ULTIMATE SOURCE: In linguistics, the earliest known or most ancient etymon for a particular word, as opposed to a direct source, the most recent source for a word.
UMLAUT: (1) Jacob Grimm's term for the process of assimilating a vowel to another sound in the following syllable. This process is also called mutation. This process is responsible for many unusual plurals in Germanic languages like English--such as man-men, foot-feet, and so on. (2) The diacritical marking also called a dieresis. Click here for more information on this diacritical marking.
UNDERSTATEMENT: See litotes and meiosis under tropes.
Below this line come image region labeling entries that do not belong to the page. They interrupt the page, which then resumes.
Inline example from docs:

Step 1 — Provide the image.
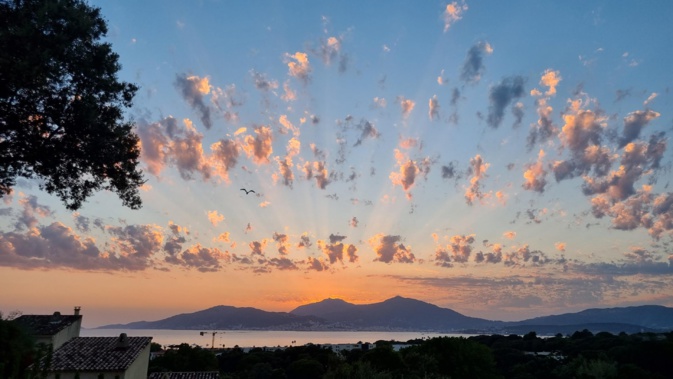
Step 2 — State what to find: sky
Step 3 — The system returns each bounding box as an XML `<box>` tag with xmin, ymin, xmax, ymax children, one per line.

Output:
<box><xmin>0</xmin><ymin>0</ymin><xmax>673</xmax><ymax>327</ymax></box>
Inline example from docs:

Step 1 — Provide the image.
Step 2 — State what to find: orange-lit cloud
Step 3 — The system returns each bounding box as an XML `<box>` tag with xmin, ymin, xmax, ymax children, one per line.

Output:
<box><xmin>285</xmin><ymin>52</ymin><xmax>311</xmax><ymax>83</ymax></box>
<box><xmin>443</xmin><ymin>1</ymin><xmax>468</xmax><ymax>33</ymax></box>
<box><xmin>368</xmin><ymin>233</ymin><xmax>416</xmax><ymax>263</ymax></box>
<box><xmin>523</xmin><ymin>149</ymin><xmax>547</xmax><ymax>193</ymax></box>
<box><xmin>208</xmin><ymin>211</ymin><xmax>224</xmax><ymax>226</ymax></box>
<box><xmin>465</xmin><ymin>154</ymin><xmax>490</xmax><ymax>205</ymax></box>
<box><xmin>243</xmin><ymin>126</ymin><xmax>273</xmax><ymax>165</ymax></box>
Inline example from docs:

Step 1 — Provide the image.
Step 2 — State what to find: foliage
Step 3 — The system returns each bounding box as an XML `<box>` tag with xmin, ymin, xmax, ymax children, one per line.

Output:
<box><xmin>149</xmin><ymin>343</ymin><xmax>218</xmax><ymax>372</ymax></box>
<box><xmin>0</xmin><ymin>317</ymin><xmax>35</xmax><ymax>378</ymax></box>
<box><xmin>0</xmin><ymin>0</ymin><xmax>144</xmax><ymax>210</ymax></box>
<box><xmin>152</xmin><ymin>331</ymin><xmax>673</xmax><ymax>379</ymax></box>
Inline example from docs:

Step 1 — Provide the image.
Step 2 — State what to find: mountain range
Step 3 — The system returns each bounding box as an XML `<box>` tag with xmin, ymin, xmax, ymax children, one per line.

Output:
<box><xmin>99</xmin><ymin>296</ymin><xmax>673</xmax><ymax>334</ymax></box>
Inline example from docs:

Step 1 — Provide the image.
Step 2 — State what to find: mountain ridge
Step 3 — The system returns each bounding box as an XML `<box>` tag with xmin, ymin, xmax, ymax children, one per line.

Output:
<box><xmin>97</xmin><ymin>296</ymin><xmax>673</xmax><ymax>334</ymax></box>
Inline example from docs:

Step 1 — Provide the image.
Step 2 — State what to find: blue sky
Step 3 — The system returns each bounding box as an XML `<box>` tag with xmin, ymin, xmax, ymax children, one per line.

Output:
<box><xmin>0</xmin><ymin>1</ymin><xmax>673</xmax><ymax>325</ymax></box>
UNDERWORLD: The land of the dead--often depicted as beneath the surface of the earth in a variety of religious literatures. See Descent Into the Underworld.
UNINFLECTED GENITIVE: A genitive that has no case ending to signal its function. A number of such uninflected genitives appeared in Early Modern English--especially for nouns that originally were feminine in Anglo-Saxon grammar or nouns ending in -s or preceding another word beginning with s-. Thus, we might find "for conscience sake" and "for God sake" in Shakespearean plays.
UNINFLECTED PLURAL: A plural word identical to its singular form. For instance, "I saw one deer yesterday, but last week I saw five deer." Here, the word deer is identical whether it is singular or plural. Other examples include sheep, swine, folk, and (in Middle English) horse and kind, which did not develop the plural form horses and kinds until the 1600s through linguistic hypercorrection.
UNITIES, THREE (also known as the "three dramatic unities"): In the 1500s and 1600s, critics of drama expanded Aristotle's ideas in the Poetics to create the rule of the "three unities." A good play, according to this doctrine, must have three traits. The first is unity of action (realistic events following a single plotline and a limited number of characters encompassed by a sense of verisimilitude). The second is unity of time, meaning that the events should be limited to the two or three hours it takes to view the play, or at most to a single day of twelve or twenty-four hours compressed into those two or three hours. Skipping ahead in time over the course of several days or years was considered undesirable, because the audience was thought to be incapable of suspending disbelief regarding the passage of time. The third is unity of space, meaning the play must take place in a single setting or location. It is notable that Shakespeare often broke the three unities in his plays, which may explain why these rules later were never as dominant in England as they were in French and Italian Neoclassical drama. French playwrights like Moliére conformed to the model much more strictly in Love is the Doctor and Tartuffe.
UNIT SET: A series of lowered or raised platforms on stage, often connected by various stairs and exits, which form the various locations for all of a play's scenes. A unit set enables the scene to change rapidly--without intermissions or the drawing of the curtain in order to place new sets.
UNITY: The sense that all the elements in a piece of writing fit together to create a harmonious effect.